Ronda Taylor Bullock
With a critical race theory lens, Dr. Ronda Taylor Bullock studies whiteness and white children’s racial identity construction. She uses education as a means to provide racial equity trainings and programs for youth, parents, and educators. Two of her publications include Racial Identity Construction: A Critical Analysis of White Children Recognizing, Reifying, and Resisting Whiteness, and Raising Conscious Kids: A Community-based Approach.

Sandra Barnes
Rev. Dr. Sandra L. Barnes is an ordained minister, C.V. Starr Professor, and Chair of the Dept. of Sociology at Brown University.
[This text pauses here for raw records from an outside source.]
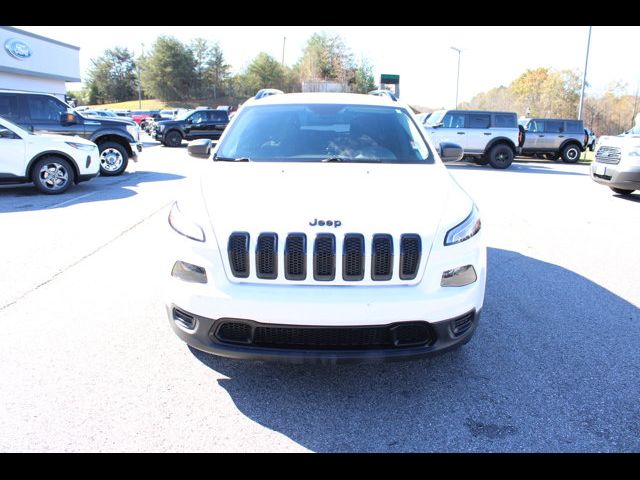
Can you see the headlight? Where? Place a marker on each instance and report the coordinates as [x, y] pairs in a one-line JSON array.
[[465, 230], [133, 131], [81, 146], [184, 225]]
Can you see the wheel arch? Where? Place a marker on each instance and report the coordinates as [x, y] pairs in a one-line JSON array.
[[54, 153]]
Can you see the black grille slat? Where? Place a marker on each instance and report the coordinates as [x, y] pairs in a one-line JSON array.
[[396, 336], [267, 256], [324, 257], [410, 253], [382, 257], [610, 155], [353, 257], [238, 250], [295, 257]]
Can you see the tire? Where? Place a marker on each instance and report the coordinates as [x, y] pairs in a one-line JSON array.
[[52, 175], [571, 153], [173, 139], [621, 191], [500, 156], [113, 159]]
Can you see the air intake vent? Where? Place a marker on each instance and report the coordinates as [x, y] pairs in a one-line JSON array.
[[267, 256], [353, 257], [295, 257], [324, 257], [382, 257], [238, 249], [410, 252], [462, 324]]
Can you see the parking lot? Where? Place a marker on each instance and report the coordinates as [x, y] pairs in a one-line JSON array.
[[88, 361]]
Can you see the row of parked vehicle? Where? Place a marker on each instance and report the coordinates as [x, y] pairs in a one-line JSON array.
[[495, 138]]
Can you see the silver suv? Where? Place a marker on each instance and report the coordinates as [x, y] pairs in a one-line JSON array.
[[555, 138], [487, 137]]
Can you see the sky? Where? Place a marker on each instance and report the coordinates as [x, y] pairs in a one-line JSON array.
[[422, 56]]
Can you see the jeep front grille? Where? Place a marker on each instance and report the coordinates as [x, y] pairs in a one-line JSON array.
[[609, 155], [327, 263]]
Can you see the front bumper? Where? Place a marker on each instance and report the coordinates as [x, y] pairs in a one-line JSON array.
[[203, 337], [616, 176]]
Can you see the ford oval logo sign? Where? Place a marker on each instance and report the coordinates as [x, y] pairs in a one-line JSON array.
[[17, 49]]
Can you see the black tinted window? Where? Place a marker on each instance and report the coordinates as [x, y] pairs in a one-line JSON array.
[[45, 108], [554, 126], [9, 107], [479, 120], [574, 127], [505, 121]]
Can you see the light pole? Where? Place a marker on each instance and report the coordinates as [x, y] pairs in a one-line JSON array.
[[458, 79], [139, 79], [584, 76]]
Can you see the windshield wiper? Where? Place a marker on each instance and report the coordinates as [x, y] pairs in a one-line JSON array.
[[231, 159], [351, 160]]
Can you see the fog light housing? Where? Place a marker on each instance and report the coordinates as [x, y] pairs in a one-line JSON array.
[[188, 272], [458, 277]]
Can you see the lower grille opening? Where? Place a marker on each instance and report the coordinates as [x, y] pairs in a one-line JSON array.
[[462, 324], [183, 318], [406, 334]]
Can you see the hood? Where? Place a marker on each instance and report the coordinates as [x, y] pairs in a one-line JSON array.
[[368, 199]]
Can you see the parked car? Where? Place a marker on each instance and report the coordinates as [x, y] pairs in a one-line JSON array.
[[316, 267], [117, 140], [193, 124], [555, 138], [487, 137], [617, 162], [53, 163]]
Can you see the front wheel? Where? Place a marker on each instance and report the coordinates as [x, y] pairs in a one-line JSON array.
[[500, 156], [571, 154], [113, 159], [621, 191], [52, 175]]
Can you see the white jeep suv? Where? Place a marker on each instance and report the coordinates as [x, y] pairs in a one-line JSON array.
[[52, 162], [617, 162], [492, 138], [326, 229]]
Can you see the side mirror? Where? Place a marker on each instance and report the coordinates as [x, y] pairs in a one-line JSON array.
[[6, 133], [68, 119], [451, 152]]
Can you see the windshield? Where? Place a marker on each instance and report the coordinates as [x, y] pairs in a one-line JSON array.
[[322, 132], [183, 115], [435, 118], [14, 128]]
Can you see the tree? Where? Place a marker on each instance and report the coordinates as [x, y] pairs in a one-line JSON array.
[[112, 77], [169, 72]]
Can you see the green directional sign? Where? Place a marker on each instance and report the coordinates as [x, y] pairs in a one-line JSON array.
[[389, 79]]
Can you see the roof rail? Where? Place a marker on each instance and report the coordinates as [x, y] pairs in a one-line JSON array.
[[384, 93], [265, 92]]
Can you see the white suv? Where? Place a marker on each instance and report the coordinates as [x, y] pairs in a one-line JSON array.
[[617, 162], [326, 229], [52, 162], [492, 138]]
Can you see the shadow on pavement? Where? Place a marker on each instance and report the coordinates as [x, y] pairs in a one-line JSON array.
[[24, 198], [528, 167], [554, 366]]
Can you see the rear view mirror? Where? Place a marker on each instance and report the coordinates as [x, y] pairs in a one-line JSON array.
[[451, 152]]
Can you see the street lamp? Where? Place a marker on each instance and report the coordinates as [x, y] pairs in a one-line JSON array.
[[458, 79]]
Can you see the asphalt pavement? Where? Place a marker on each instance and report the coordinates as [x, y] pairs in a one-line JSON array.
[[88, 361]]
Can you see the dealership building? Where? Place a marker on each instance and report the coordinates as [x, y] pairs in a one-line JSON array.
[[35, 63]]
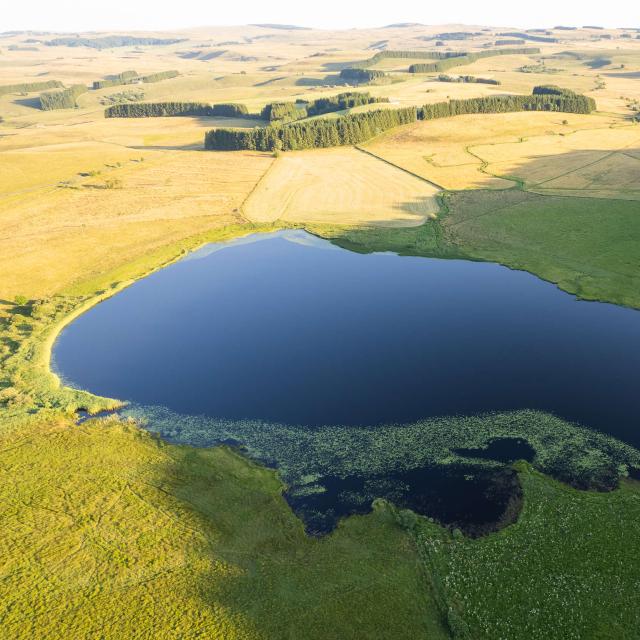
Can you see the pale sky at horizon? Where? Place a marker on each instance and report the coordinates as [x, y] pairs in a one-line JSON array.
[[74, 15]]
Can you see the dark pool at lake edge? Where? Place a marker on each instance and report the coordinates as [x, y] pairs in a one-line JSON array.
[[291, 329]]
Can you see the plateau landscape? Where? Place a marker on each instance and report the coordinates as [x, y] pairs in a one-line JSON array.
[[320, 333]]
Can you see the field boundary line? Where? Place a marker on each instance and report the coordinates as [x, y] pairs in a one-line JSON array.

Her areas of research and teaching include sociology of religion; inequality, as it pertains to race, class, and gender; urban sociology; statistics; and African American studies. Dr. Barnes’ most recent book, From Jesus to J-Setting: Religious and Sexual Fluidity among Black Young People (University of Georgia Press 2023) chronicles the religious experiences of young Black people with diverse sexual identities. The book examines how the intersection of racial, sexual, gender, and religious identities influence self-expression and lifestyle modalities. Narratives illumine a continuum of decisions – from more traditional (i.e., Black Church participation) to non-traditional (i.e., dancing known as J-Setting and spirituality) – and the corresponding beliefs, values, and experiences that emerge under the ever-present specter of racism, homophobia, heterosexism, and for many, ageism. This mixed-methodological study considers the experiences of 236 young persons who describe efforts to negotiate racially- and sexually-charged spaces in search of security, stability, and safety.
Research Assistants and Fellows

Catherine Kiplagat
Catherine is a freshman majoring in Chemistry hoping to pursue biotech research and is a student-athlete on the track and field team. Catherine participated in the Young Scholars program prior to Duke and researched the effects of black representation on predominately black cities and how mental health impacts recidivism rates in black inmates.

Olanrewaju “Lanre” Adisa
Olanrewaju “Lanre” Adisa is a graduate student in the Duke University School of Medicine and a member of the Health Equity Working Group with the Cook Center.